In August 1937, Watson chaired the American delegation to the World Congress of Universal Documentation, held in Paris, France. Herman Fussler, from University of Chicago, set up a microphotography lab as an exhibit. At that event, Watson touted microfilm as a powerful means of information interchange: "[Microfilm] will supplement other forms of publication and make accessible material of all sorts that can not now be printed because of economic factors. It will make available out-of-print and rare books. It is adapted to the publication of photographs and other illustrations.... In this way the document is perpetually 'in print' but no extensive, space-consuming stocks need be stored, only the document itself and the microfilm negative from which positives are made for distribution." He also proposed at this conference that newspapers be archived on microfilm, as opposed to being stored as physical copies.

==Education==
- Bachelors, George Washington University (1918).
- Ph.D. (Honorary), George Washington University (1959).

==Career==
- 1917: Physicist, Bureau of Standards
- 1920: Editor, Washington Herald (until 1922)
- 1921: Managing Editor, Science Service
- 1922: Editor of Science News-Letter
- 1926: Published "The Story Of Copper"
- 1933: Director, Science Service
- 1934: Under Davis' leadership, Science Service partnered with National Agricultural Library Director Claribel Barnett to create an microfilm-based interlibrary loan program - the Bibliofilm Service – that would distribute microfilm and photocopies of scientific articles on a wide scale to researchers.

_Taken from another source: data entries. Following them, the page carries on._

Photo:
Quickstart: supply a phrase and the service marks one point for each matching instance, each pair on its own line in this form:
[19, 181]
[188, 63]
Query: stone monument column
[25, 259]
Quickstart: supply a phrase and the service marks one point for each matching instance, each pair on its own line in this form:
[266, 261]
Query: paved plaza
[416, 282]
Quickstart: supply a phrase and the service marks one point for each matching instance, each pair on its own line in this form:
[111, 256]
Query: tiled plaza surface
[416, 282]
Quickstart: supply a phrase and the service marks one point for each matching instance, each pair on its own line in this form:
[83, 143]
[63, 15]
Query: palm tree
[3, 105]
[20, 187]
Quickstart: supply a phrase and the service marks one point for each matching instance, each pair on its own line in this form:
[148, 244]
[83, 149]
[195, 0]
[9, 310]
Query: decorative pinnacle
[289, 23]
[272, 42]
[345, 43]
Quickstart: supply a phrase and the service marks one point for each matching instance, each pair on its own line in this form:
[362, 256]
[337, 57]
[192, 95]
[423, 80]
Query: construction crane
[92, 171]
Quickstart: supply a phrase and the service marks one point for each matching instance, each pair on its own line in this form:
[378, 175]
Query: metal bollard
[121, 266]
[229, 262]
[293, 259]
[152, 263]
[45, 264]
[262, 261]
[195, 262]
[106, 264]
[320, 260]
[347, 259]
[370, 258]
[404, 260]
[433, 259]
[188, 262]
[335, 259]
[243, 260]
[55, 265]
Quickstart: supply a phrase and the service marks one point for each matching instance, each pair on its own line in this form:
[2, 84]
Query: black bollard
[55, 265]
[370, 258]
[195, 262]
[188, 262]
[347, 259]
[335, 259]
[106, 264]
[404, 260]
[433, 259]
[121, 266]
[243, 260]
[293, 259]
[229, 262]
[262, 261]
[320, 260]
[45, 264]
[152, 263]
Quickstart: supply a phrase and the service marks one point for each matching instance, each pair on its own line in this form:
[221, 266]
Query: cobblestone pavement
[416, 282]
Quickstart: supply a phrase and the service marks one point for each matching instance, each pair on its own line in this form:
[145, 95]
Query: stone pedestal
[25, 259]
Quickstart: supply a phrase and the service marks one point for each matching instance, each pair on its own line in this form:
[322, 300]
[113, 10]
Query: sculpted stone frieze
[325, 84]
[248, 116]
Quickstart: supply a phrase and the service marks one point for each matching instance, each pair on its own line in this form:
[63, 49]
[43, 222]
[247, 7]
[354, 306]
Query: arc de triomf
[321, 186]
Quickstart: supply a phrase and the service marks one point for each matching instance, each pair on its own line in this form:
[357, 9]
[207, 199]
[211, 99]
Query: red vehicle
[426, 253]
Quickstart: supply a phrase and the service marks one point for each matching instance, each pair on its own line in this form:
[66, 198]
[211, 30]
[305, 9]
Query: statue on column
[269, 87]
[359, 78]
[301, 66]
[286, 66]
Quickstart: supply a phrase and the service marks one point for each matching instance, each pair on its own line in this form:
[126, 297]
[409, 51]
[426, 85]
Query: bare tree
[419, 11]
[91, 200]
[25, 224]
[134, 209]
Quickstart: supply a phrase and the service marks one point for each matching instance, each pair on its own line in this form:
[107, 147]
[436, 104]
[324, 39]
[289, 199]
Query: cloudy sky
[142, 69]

In an August 5, 1935 letter to Assistant Secretary of Agriculture Paul Appleby, Watson praised Barnett, saying that "under Miss Barnett's direction, this is a successful and pioneer attempt to substitute micrographic reproduction on film for the actual physical loaning of books and periodicals." Davis' ambition was to "create a constantly updated world bibliography of science"
- 1935 (September): Davis participates in the Congress of the International Institute of Documentation (IID) in Copenhagen and becomes familiar with European key issues and personalities in the field of documentation.

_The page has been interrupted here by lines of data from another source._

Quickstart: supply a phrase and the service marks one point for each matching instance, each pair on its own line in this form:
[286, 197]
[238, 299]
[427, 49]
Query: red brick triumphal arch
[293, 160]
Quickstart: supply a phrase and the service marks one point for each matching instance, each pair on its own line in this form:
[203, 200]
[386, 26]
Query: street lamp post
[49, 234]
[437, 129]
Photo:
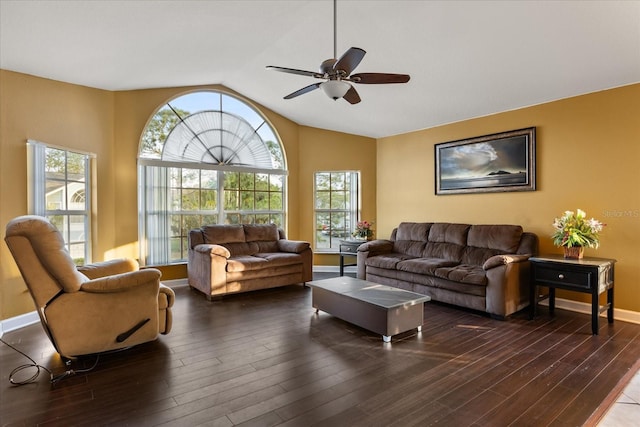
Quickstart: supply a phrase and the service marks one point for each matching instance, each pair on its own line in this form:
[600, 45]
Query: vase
[573, 252]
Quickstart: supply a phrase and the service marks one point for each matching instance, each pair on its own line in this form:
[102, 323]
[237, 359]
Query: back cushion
[261, 232]
[504, 238]
[242, 248]
[446, 241]
[410, 238]
[418, 231]
[218, 234]
[485, 241]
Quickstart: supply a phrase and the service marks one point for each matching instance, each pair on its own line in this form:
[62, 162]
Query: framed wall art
[492, 163]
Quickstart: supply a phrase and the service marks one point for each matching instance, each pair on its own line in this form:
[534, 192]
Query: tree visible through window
[206, 158]
[336, 207]
[60, 184]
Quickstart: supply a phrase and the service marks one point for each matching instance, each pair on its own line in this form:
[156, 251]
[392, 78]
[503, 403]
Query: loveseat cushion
[220, 234]
[245, 263]
[242, 248]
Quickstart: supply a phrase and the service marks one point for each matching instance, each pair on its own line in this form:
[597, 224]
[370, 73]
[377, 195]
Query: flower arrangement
[363, 230]
[574, 230]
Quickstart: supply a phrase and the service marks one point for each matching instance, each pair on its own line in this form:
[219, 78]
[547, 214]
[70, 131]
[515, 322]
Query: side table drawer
[578, 279]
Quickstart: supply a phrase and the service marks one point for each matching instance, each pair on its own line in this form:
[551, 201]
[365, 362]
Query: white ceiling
[466, 58]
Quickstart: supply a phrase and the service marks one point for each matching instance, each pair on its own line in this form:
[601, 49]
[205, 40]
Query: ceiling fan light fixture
[335, 89]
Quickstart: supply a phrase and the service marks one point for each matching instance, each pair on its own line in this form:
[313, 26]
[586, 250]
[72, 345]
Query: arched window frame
[178, 193]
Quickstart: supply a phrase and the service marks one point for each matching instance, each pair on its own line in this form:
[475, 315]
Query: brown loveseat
[225, 259]
[482, 267]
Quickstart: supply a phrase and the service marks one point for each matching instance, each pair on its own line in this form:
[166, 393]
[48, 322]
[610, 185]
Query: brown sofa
[482, 267]
[225, 259]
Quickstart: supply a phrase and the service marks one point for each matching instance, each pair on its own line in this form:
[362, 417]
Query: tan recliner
[89, 309]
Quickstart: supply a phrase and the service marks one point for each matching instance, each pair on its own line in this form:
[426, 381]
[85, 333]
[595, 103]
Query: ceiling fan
[337, 76]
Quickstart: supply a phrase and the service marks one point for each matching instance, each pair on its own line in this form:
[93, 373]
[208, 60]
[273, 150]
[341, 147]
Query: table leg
[595, 312]
[610, 302]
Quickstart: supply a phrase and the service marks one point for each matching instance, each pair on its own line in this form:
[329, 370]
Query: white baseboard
[583, 307]
[13, 323]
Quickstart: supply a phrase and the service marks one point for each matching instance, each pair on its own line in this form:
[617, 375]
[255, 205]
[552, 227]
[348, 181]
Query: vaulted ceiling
[466, 58]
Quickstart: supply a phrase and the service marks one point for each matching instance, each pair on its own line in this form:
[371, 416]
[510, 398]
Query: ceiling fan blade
[379, 78]
[294, 71]
[352, 96]
[303, 90]
[349, 60]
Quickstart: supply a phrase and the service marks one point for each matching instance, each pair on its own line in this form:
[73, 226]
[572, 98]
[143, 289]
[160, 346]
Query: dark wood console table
[348, 248]
[588, 275]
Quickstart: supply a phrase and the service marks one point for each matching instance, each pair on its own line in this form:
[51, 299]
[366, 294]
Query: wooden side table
[348, 248]
[588, 275]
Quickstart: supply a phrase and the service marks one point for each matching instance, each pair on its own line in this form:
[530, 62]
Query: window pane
[247, 181]
[275, 201]
[190, 178]
[190, 200]
[246, 200]
[208, 179]
[208, 199]
[231, 200]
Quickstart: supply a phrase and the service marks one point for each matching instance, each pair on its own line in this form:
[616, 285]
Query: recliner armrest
[292, 246]
[122, 282]
[109, 268]
[498, 260]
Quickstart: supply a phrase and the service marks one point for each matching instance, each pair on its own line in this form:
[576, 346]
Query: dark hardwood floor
[266, 358]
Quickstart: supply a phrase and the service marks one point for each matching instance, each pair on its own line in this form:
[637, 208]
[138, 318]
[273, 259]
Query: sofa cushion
[417, 231]
[261, 232]
[409, 247]
[505, 238]
[449, 233]
[387, 261]
[219, 234]
[424, 265]
[463, 273]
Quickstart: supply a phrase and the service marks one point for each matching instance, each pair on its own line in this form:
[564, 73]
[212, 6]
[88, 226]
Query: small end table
[588, 275]
[348, 248]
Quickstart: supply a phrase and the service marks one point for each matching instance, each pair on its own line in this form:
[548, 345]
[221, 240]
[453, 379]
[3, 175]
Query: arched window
[206, 158]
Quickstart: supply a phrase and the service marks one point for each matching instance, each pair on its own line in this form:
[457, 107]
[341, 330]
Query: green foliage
[573, 229]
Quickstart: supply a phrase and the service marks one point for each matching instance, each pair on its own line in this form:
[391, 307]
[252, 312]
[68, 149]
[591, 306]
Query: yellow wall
[588, 151]
[60, 114]
[110, 125]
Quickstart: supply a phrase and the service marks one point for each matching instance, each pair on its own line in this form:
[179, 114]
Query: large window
[206, 158]
[59, 189]
[336, 209]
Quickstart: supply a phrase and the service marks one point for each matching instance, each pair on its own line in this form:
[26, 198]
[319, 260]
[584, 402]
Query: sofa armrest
[123, 282]
[498, 260]
[109, 268]
[292, 246]
[379, 246]
[372, 248]
[212, 249]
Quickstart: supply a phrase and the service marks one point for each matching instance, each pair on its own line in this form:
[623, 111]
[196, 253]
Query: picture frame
[498, 162]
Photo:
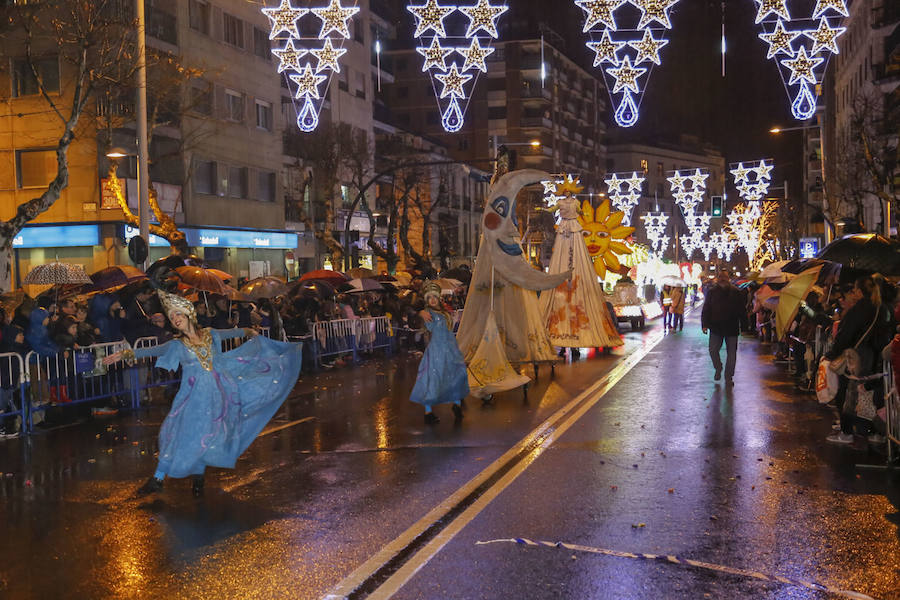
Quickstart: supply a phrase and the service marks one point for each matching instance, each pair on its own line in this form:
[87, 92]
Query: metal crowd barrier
[350, 336]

- 1936: The first American microfilm symposium, organized by Davis and Robert C. Binkley, a professor at Western Reserve University, is held in Richmond, VA.
- 1937 (March 13): The Documentation Institute is officially established (the word American was added later in April) as a non-profit organization at a meeting held at the National Academy of Sciences building, Washington, DC, by vote of 45 in favor, 5 opposed, and 10 abstaining. Watson Davis was elected president at a meeting held in April. Offices were located at Science Service, where Davis was director.

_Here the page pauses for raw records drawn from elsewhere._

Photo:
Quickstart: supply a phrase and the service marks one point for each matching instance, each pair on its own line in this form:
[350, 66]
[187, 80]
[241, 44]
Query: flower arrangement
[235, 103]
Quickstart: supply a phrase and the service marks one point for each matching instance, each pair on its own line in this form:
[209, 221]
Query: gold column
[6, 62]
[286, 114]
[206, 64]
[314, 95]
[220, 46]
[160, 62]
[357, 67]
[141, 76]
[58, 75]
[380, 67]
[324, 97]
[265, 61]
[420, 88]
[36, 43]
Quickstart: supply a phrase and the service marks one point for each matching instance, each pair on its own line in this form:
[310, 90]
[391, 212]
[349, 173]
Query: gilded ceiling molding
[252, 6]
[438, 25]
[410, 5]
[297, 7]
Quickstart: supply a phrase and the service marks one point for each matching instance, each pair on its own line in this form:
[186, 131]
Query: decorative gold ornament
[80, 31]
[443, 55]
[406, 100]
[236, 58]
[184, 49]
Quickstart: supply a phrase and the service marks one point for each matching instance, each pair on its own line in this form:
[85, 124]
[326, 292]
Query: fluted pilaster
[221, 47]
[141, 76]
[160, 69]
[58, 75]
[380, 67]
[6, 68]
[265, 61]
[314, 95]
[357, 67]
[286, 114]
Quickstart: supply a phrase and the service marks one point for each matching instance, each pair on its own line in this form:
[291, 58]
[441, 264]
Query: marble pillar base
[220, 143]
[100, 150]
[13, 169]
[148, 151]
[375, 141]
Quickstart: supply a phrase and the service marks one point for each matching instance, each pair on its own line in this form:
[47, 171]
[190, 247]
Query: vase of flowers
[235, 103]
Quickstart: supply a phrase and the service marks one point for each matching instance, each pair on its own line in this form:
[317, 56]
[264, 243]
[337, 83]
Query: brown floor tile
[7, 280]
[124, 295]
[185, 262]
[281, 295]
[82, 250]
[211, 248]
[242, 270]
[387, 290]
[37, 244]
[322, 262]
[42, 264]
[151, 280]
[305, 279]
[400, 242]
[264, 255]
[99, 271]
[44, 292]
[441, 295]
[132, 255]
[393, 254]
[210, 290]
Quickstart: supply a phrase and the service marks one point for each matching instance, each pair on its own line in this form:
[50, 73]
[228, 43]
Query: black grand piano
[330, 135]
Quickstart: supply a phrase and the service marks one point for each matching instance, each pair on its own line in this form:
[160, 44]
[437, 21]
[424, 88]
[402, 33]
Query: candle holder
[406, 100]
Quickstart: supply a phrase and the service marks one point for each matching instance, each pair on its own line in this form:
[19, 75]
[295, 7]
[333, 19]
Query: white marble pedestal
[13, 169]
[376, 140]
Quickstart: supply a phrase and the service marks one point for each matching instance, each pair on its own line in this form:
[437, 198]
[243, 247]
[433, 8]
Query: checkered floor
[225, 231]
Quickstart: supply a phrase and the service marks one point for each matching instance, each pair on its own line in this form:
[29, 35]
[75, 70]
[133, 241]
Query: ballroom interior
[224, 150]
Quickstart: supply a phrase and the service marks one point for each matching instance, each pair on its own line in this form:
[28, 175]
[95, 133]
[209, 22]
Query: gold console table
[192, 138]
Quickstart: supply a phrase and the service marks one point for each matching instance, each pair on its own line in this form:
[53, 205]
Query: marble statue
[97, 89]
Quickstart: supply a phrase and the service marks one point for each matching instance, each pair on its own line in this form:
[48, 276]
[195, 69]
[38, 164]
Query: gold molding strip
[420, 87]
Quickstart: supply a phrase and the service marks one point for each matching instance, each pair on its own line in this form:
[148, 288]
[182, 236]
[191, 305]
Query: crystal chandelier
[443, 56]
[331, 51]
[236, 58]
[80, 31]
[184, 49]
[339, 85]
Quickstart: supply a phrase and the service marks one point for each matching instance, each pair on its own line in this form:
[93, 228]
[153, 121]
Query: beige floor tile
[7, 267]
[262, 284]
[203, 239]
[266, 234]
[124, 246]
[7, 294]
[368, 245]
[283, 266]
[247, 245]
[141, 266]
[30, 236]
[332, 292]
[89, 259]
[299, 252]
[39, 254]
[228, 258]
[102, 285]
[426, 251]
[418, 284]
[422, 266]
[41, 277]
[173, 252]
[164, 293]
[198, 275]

- 1937 (August): Davis chairs the American delegation to the World Congress of Universal Documentation held in Paris, France.
- 1941: Established science youth division of Science Service, including Science Clubs of America.
- 1947: Watson Davis ends his term as President of ADI, becoming Secretary-Treasurer.
- 1960: Awarded the American Chemical Society's James T. Grady Medal for distinguished reporting of chemical progress for his "outstanding reporting directly to the public, which materially increases the public's knowledge and understanding of chemistry, chemical engineering, and related fields."

==Life==

Watson Davis was married to Helen Miles Davis. During their marriage, she edited the journal Chemistry of the American Chemical Society. Watson Davis died in Washington, DC on June 27, 1967.